For the second and third quarters of 2014, spot tanker rates are expected to be higher compared to the same period in 2013, mainly due to higher refinery runs as they come out of seasonal maintenance. Also, new refinery capacities coming online in the Middle East and Asia and the further expected tightening of supply and demand fundamentals are likely to support the price increase. Shrinking mid-size fleets, led by higher estimated scrapping than new vessel delivery in the market, is expected to be a main contributing factor to a recovery in spot tanker rates.

Outlook for 2015

Looking ahead to 2015, fleet growth is expected to come in at just under 2%, while demand growth should come in at 2014 levels of 3%. This indicates that over the next two years, TNK estimates tanker fleet utilization to return to the mid-80% range or higher. This, in turn, should mean an improvement in spot tanker rates compared to the very low levels we’ve seen in recent years.


Attractive valuation


Forward EV/EBITDA (enterprise value over earnings before interest, tax, depreciation, and amortization) is useful for transnational comparisons because it ignores the distorting effects of individual countries’ taxation policies.

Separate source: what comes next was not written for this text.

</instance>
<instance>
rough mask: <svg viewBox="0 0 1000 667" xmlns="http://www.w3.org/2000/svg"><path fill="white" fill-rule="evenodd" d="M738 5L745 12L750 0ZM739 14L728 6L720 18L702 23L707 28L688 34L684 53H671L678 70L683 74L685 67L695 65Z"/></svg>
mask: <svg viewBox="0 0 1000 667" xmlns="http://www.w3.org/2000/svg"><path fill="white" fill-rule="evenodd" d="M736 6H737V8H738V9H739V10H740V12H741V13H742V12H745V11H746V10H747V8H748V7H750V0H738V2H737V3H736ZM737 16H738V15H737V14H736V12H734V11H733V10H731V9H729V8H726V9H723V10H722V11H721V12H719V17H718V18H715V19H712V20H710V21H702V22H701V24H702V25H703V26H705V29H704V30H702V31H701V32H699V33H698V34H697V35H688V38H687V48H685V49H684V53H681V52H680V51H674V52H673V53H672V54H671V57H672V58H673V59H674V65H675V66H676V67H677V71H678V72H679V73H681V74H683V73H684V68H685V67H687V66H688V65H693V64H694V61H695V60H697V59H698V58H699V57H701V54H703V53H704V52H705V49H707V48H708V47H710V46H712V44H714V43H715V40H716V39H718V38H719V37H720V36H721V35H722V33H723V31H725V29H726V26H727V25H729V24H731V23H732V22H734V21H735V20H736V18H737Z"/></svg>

Compared to its peers Frontline Ltd. (FRO) and Nordic American Tankers Ltd. (NAT) recording fiscal 2015 forward EV/EBITDA of 10.0 and 10.5, respectively, Teekay Tankers Ltd. recorded 8.9. DHT records 9.9 in fiscal 2015 EV/EBITDA. Meanwhile, the industry average fiscal 2015 forward EV/EBITDA stands at 9.9. This suggests that, comparatively, TNK is undervalued. The Guggenheim Shipping ETF (SEA) tracks these shipping companies.